Sono un cinquantenne, insegnante, forse scrivo male, forse leggo peggio, anche nella buona scuola si chiedono competenze di analisi, non più formazione alla sintesi e alla valutazione. Generazionalmente avrei le carte in regola, dunque: ma una lettura siffatta, lo ammetto, mi mette molto a disagio. E la buona scuola che ne esclude una davvero migliore, pure. E’, però, un disagio mio, di lettore e di insegnante. Tra il nonno socialista che, sia pur saggiamente, una certa “way”l’avrebbe spianata pure lui e l’adolescente odierno pronto al selfie e all’ hastag incosciente sullo sfondo di un lager, la generazione dei “cinquanta” saprebbe individuare una qualche sua responsabilità, oltre che testimoniare il suo disagio per il passato e quello per il presente inteso come prototipo adolescenziale del futuro? Luca Zorzenon
IL PROGETTO CHE MANCA 2
IL PROGETTO CHE MANCA 2
@ Luperini
No, Mazzoni non ha detto in modi più perentori le cose dette da Fortini o da altri sulla fine dell’intellettuale universale o del mandato sociale, ma ha liquidato – e , per quel che so, almeno dal convegno senese del 2004 proprio su Fortini – il marxismocritico fortiniano e Marx. Ed è questo il *merito* che gli verrà riconosciuto almeno da una parte consistente degli accademici italiani (e americani). Perché la sua «nera verità» è quella che costoro si aspettavano, è quella che permette di stare coi “vincitori” senza più sensi di colpa. Mazzoni s’è messo *perentoriamente* sulla scia aperta da tempo dai *noveaux philosophes*. E quel che a me fa tristezza e rabbia è che solo oggi si inizia in qualche modo a contrastare tali posizioni. Quando nel 2012 tentai con alcuni amici di far circolare un appello rivolto agli intellettuali ( una «ingenua paginetta») che così attaccava:
« Noi firmatari intendiamo esprimere la nostra indignazione per il silenzio ambiguo, quasi una complicità, con cui il ceto intellettuale sta rispondendo alla delicatissima e cruciale fase storica, politica, economica, giuridica e culturale che attraversa l’Italia. Ci riferiamo a tutti gli intellettuali che godono di maggiore visibilità sui media e sul web, che continuano a “distrarsi” e a intrattenere l’opinione pubblica su questioni di natura letteraria e artistica, di per sé pur valide e importanti, ma che diventano chiacchiera, se trattate senza un legame preciso con i problemi sociali irrisolti o in via di peggioramento per le pesantissimo misure economiche di austerità e sacrifici a senso unico (le cosiddette “manovre lacrime e sangue”) imposte ex novo dall’attuale governo Monti o mutuate dal precedente governo Berlusconi.»

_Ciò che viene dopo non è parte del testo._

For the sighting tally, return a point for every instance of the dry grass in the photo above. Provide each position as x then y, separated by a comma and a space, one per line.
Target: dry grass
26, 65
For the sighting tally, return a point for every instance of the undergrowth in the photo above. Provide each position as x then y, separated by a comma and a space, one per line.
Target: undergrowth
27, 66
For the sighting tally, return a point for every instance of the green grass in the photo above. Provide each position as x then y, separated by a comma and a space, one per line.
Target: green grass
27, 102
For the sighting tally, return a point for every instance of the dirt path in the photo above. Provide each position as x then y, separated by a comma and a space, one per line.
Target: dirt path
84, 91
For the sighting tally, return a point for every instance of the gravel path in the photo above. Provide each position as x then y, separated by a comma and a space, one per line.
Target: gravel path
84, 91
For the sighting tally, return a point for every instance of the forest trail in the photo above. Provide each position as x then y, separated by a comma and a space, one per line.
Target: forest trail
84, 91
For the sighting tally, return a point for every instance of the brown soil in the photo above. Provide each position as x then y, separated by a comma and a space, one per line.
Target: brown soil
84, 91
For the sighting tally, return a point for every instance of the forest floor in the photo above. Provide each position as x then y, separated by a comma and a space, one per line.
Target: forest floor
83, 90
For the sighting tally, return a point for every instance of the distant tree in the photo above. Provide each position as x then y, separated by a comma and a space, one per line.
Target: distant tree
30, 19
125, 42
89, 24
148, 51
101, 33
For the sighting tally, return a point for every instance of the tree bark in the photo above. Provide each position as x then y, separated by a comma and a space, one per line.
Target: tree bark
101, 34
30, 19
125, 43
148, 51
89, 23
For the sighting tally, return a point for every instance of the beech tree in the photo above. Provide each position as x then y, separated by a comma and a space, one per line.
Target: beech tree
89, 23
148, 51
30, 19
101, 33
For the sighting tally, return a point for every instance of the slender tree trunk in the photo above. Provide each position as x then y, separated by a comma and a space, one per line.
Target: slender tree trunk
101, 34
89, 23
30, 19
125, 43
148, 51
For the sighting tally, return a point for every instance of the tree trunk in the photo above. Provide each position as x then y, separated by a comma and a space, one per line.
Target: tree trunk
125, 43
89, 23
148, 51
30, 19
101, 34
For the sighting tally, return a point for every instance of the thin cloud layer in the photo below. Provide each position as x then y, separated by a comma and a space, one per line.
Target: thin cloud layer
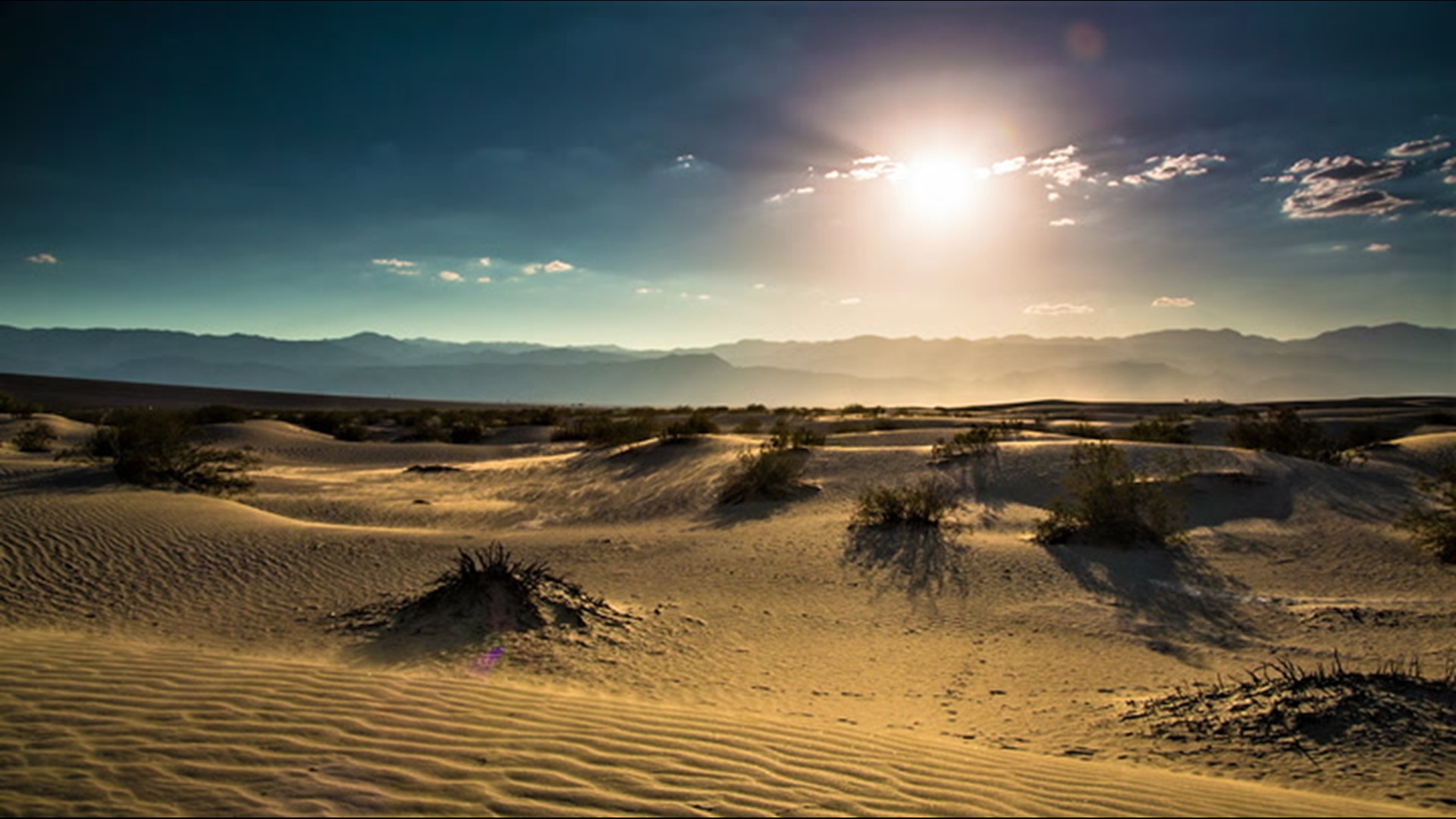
1341, 186
555, 265
1166, 168
789, 194
1046, 309
1172, 302
400, 265
1420, 148
1059, 167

([url]http://www.poliscritture.it/vecchio_sito/index.php?option=com_content&view=article&id=281:ennio-abate-roberto-bugliani-giulio-toffoli-noi-accusiamo&catid=1:fare-polis&Itemid=13[/url])
avemmo solo pochissime adesioni tutte extra accademiche.
Bisognava attendere questo libro di Mazzoni per far sentire qulche dissonanza? Il suo libro «inquieta»? Ma inquieta chi? Capisco che i legami di amicizia sono vischiosi, che siamo tutti sensibili alla mozione degli affetti che viene dai nostri prossimi, che molti dei pensieri elaborati da Mazzoni tentano o hanno fatto breccia anche in una parte di noi stessi, ma come ho fatto notare a Zinato la «nera verità» ora depositata nel libro di Mazzoni non è la stessa «che preme nei cuori di chi ha militato a favore dei «destini generali» e oggi li ha visti offuscarsi (o svanire)».
Perché dovremmo vedere nel libro di Mazzoni una univoca “autobiografia degli intellettuali italiani” con tanto di rimandi al passato? Possiamo ancora appellarci a Gramsci o al cittadino di una Repubblica stravolta o al comune buon senso o alla imprevedibilità della storia? Di intellettuali non ce ne sono almeno due tipi e non dovremmo scavare un solco tra intellettuali dissidenti o samizdat e intellettuali più o meno organici al sistema ora “renziano”?
Per approfondire il dialogo con intellettuali come l’ingegner Beta, chiarito che non si può aspettare subito «risposte concrete», mi chiedo: abbiamo «nostre verità» che non spendiamo più, una tradizione da cui ci siamo allontanati? Se « fra un mese o fra un anno ci troveremo in una università cambiata secondo i criteri della “buona scuola” e la maggior parte degli intellettuali accademici continuerà ad adeguarsi», non è il caso di cercare fuori dalle accademie, fuori dai partiti quelli che non ci stanno?
Dobbiamo aspettare «il momento di Spartaco» (bella metafora ma metafora!) o anticiparlo o pensare invece che la corrente calda della rivolta non ha mai “sondato” eche dobbiamo guardare anche alla corrente fredda della teoria o del “fu marxismo”?
Sento urgente la necessità di staccarsi dagli amici solo bravi, preparati e intelligenti. Anche perché essi già si sono staccati (e da tempo) da noi e dalle «nostre verità» (spesso svilendole).
Giusto che si discuta del libro di Mazzoni, ma perché non si discute più di Gramsci di Fortini, di Marx?
Nel mostruoso cambiamento che stiamo subendo dobbiamo sì cercare il meglio, ma il meglio va nominato politicamente.
P.s.
In quel che fu una volta il mio paese (Salerno) si dice ancora in modo volgarissimo “chiagne e fotte”.
Ho troppa stima per l’intelligenza e la sensibilità di Mazzoni per dire che egli “chiagne e fotte”, ma è evidente che il suo libro un atteggiamento di questo tipo avalla o rischia di avallare. Mentre bisogna proprio spostare il discorso sulle questioni che Mazzoni salta (come ha indicato Zinato). E magari parlare di più anche del libro di Giglioli, le cui tesi non sposo ma che almeno non inzuppa la dimensione politica nella «nera verità» mazzoniana.